En cada concierto de Daniel Barenboim llega un momento, después de la primera pieza o casi siempre, en que empieza a transpirar en tan inevitable, lo mismo da que sea como solista o dirigiendo a muchos, que no puede dejar de meter la mano en el bolsillo de la izquierda y sacar un pañuelo blanco, impecablemente cuadrado y más bien grande, con el que se seca la transpiración muchas veces a partir de entonces, en los intervalos que la música le deja y sin mayor efecto.
Desde la primera vez que lo vi, un año o poco más en una Viena absurda, empecé a preguntarme quién le lavará los pañuelos después de cada gira y quién se los colocará, uno al lado del otro, en la maleta. Cuántos serán por vez y de dónde los saca.

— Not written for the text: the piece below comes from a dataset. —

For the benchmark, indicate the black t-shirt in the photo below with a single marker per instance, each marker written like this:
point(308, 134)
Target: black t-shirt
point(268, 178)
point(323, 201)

Anoche, pura emoción en un concierto de la orquesta de jóvenes israelíes y palestinos que dirige, me volví a imaginar la maleta impecable, llena de camisas blancas prolijamente abotonadas, y a preguntarme por el origen de los pañuelos blancos.
Rara duda.
Rara es la duda y las preguntas varias por el pañuelo blanco, con posibles cien réplicas por gira. Por sin esa duda, me respondo, tampoco habría duda por los temas elegidos y su ritmo. No habría duda por la emoción de tanto suizo en la platea. Por el sentido siempre misterioso de la música. Por esos pocos que a veces nos unimos en una ceremonia tan antigua. Por los variados dioses que acompañan a la chica del corno inglés y a los muchos violinistas. Por el dios que debe acompañar al hombre del pañuelo, aunque no tenga nombre. Dios de pura emoción y gotas que se escurren. Como el mío.